On 1 March, the first case in the country and the Caribbean was confirmed. A 62-year-old man from Italy entered the country on 22 February and fell ill on 24 February, when he was transferred to Ramón Lara military hospital from the beach resort of Bayahibe. On 6 March, the second case in the country was confirmed as a Canadian tourist (also vacationing in Bayahibe) was detected. On 8 March, three more cases were confirmed from Dominican nationals returning from a trip to Italy. On 14 March, the Minister of Public Health, Rafael Sánchez Cárdenas, confirmed six new cases. All of the individuals had been outside of the country within the past 14 days.

===Local transmission===

The first documented case of local transmission seems to have originated from a 56-year old Dominican woman from the town of Villa Riva on Duarte Province who had traveled from Italy to the Dominican Republic on 26 February 2020. The woman refused to be sent to Santo Domingo to be in isolation after receiving her COVID-19 positive diagnosis, returning to her home instead.
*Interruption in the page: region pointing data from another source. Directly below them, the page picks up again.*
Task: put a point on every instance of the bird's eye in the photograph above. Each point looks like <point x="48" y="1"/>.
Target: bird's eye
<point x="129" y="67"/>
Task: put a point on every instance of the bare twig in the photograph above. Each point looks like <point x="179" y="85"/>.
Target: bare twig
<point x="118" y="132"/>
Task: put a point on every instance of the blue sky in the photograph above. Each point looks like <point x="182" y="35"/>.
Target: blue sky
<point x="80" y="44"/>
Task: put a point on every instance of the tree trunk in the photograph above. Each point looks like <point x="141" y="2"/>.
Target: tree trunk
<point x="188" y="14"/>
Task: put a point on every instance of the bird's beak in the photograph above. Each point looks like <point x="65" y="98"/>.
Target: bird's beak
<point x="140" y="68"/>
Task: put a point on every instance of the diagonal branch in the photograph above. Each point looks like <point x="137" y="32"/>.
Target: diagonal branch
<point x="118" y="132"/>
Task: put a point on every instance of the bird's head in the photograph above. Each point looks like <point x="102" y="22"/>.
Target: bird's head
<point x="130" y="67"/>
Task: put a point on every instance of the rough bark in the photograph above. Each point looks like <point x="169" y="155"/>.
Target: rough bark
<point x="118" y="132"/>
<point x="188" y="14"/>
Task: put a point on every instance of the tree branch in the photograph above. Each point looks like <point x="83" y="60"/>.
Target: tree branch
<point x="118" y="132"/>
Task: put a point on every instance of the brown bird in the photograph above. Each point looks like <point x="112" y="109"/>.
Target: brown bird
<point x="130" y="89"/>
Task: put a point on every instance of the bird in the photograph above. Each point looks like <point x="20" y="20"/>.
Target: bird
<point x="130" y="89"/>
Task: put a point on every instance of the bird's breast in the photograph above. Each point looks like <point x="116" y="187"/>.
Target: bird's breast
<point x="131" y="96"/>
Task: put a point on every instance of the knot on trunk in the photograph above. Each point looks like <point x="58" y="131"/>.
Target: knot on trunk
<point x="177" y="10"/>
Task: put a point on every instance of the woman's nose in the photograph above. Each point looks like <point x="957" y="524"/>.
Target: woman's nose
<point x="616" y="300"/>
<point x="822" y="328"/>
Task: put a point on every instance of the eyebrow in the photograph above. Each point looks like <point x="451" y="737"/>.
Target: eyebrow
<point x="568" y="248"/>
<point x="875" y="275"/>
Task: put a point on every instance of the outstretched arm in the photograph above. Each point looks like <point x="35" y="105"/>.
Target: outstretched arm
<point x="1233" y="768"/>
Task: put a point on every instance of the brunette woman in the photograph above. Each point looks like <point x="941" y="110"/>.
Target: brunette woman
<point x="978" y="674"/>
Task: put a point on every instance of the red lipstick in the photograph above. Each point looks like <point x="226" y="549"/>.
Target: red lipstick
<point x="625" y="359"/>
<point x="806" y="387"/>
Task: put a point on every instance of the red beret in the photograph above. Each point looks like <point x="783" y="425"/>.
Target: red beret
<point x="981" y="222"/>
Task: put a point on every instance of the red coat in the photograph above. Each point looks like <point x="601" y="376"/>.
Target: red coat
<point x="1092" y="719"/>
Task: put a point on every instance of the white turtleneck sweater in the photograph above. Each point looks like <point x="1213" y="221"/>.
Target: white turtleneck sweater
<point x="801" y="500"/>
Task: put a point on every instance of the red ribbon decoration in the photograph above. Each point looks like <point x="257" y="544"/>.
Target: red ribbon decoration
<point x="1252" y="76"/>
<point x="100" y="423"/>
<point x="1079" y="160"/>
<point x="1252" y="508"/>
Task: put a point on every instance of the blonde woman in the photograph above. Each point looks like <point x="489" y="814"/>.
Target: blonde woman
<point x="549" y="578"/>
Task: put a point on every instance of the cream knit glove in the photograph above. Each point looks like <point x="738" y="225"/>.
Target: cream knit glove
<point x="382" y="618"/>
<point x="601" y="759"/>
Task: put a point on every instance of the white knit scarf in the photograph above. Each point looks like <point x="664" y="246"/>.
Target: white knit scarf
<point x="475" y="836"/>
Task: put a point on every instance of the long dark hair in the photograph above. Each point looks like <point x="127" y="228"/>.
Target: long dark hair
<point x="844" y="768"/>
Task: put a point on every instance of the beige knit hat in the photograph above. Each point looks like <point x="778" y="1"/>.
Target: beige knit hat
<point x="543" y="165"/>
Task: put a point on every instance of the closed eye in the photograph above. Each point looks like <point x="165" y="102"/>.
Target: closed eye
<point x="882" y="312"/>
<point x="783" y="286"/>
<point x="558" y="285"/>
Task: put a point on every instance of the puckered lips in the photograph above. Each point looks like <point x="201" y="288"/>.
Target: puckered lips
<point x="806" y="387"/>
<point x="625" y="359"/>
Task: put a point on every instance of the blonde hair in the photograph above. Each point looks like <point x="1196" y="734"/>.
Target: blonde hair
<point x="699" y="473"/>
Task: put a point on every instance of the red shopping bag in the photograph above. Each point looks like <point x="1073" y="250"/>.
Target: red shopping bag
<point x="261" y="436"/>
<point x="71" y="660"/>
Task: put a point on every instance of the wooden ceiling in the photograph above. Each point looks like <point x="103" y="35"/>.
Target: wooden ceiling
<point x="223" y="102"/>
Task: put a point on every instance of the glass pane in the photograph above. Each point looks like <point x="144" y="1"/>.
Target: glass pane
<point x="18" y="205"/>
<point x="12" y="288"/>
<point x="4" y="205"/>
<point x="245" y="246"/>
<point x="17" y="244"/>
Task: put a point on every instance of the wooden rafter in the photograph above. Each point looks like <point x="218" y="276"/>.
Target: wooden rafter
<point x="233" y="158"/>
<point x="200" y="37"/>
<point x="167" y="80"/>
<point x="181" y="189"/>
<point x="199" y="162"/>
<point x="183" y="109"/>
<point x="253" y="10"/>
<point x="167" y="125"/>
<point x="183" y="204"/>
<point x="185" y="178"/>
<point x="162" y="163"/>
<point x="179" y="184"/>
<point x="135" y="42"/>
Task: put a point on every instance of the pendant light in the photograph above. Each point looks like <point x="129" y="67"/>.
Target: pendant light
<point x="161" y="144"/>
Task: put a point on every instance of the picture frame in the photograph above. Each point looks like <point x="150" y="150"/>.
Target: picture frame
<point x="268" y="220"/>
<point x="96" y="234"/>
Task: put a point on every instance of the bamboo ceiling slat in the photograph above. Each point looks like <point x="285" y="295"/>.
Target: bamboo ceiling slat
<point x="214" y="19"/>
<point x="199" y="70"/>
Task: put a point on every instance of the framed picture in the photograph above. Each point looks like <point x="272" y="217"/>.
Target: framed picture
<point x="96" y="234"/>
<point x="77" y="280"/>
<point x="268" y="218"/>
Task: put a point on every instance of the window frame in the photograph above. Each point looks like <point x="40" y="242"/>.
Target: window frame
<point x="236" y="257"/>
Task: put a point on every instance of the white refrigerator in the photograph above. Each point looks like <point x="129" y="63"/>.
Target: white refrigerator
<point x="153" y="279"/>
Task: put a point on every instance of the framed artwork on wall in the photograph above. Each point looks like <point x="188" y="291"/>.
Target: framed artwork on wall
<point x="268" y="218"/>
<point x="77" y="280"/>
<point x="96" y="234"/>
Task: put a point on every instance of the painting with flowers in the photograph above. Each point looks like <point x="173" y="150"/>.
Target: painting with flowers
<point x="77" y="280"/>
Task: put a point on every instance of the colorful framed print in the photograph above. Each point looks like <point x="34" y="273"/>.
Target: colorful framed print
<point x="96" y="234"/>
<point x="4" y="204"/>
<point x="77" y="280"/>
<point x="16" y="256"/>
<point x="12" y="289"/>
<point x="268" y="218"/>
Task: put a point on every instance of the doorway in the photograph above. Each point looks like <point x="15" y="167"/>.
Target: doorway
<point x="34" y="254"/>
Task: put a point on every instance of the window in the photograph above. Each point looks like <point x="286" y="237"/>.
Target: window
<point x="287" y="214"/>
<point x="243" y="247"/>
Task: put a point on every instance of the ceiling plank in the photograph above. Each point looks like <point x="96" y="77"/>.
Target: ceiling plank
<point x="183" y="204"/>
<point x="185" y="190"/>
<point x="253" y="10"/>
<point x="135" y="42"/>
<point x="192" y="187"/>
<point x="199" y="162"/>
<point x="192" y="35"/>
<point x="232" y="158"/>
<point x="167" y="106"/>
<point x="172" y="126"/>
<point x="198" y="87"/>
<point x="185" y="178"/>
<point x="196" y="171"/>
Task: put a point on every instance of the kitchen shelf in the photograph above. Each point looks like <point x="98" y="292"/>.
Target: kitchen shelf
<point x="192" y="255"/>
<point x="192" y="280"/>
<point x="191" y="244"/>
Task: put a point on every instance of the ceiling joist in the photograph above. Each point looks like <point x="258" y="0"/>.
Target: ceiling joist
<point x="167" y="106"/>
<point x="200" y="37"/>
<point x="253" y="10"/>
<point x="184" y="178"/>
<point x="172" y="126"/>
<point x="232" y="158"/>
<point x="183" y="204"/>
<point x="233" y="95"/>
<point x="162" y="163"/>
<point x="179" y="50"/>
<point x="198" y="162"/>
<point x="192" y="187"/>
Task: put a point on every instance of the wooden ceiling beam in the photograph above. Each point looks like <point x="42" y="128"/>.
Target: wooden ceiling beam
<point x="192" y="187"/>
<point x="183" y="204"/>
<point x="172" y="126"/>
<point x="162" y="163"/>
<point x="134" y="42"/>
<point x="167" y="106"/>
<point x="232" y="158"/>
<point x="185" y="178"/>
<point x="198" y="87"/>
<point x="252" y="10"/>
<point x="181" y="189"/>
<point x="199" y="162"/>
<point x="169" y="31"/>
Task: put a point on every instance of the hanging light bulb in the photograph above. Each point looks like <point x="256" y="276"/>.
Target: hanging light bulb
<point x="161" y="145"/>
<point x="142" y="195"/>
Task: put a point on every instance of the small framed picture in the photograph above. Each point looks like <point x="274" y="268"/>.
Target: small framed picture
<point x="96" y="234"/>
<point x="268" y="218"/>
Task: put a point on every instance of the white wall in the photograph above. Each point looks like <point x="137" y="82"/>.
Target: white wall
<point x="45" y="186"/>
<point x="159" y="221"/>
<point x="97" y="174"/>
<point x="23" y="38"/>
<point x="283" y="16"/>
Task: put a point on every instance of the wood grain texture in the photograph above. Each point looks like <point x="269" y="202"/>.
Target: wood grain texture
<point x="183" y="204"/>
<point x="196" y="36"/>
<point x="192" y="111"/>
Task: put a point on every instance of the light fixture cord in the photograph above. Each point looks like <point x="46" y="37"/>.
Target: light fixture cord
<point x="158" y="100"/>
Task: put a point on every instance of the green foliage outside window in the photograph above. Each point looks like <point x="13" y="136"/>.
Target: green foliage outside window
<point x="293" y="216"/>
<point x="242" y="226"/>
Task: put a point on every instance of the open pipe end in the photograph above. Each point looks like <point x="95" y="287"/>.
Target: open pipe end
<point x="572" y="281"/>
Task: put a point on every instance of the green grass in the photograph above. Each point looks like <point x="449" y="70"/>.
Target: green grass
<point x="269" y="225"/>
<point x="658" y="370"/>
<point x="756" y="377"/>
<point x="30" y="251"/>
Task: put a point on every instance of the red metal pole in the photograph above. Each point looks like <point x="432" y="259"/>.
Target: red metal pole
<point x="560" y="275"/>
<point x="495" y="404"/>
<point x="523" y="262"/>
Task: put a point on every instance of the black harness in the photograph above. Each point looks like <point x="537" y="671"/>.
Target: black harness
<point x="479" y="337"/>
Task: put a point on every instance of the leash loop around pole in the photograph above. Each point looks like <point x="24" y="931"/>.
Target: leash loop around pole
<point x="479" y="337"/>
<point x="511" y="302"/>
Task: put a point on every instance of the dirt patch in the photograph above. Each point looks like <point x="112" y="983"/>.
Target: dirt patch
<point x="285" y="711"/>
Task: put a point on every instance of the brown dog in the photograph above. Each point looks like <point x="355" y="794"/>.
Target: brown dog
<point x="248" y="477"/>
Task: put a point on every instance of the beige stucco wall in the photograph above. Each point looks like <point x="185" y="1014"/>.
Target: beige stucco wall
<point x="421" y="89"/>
She seems to have passed on the virus to her neighbor. Two weeks later, Duarte Province confirmed number of cases are only surpassed by the two larger urban centers (Distrito Nacional/Santo Domingo and Santiago) in the number of cases (29) and leads in the number of casualties (4). This cluster of cases seems to have originated around those in close contact with Mrs. Herrera Díaz.

===San Pedro Cluster===
On the week of 16 March, a number of COVID-19 cases in San Pedro de Macorís Province (including its Senator José Hazim Frappier) and the Armed Forces Colonel Kalil Haché seem to have contracted the virus during a fundraising dinner on Club 2 de Julio in the city of San Pedro de Macorís.

===Punta Cana wedding===
On 14 March, a high-profile wedding in Cap Cana seemed to be the COVID-19 infection source for a number of its attendees, which included many foreign residents. The wedding received a lot of public criticism for having had a "crazy hour" theme mocking the coronavirus concerns. The chancellor of the Dominican Republic, Miguel Vargas Maldonado would have contracted the virus from his son, who attended the said wedding and also contracted COVID-19.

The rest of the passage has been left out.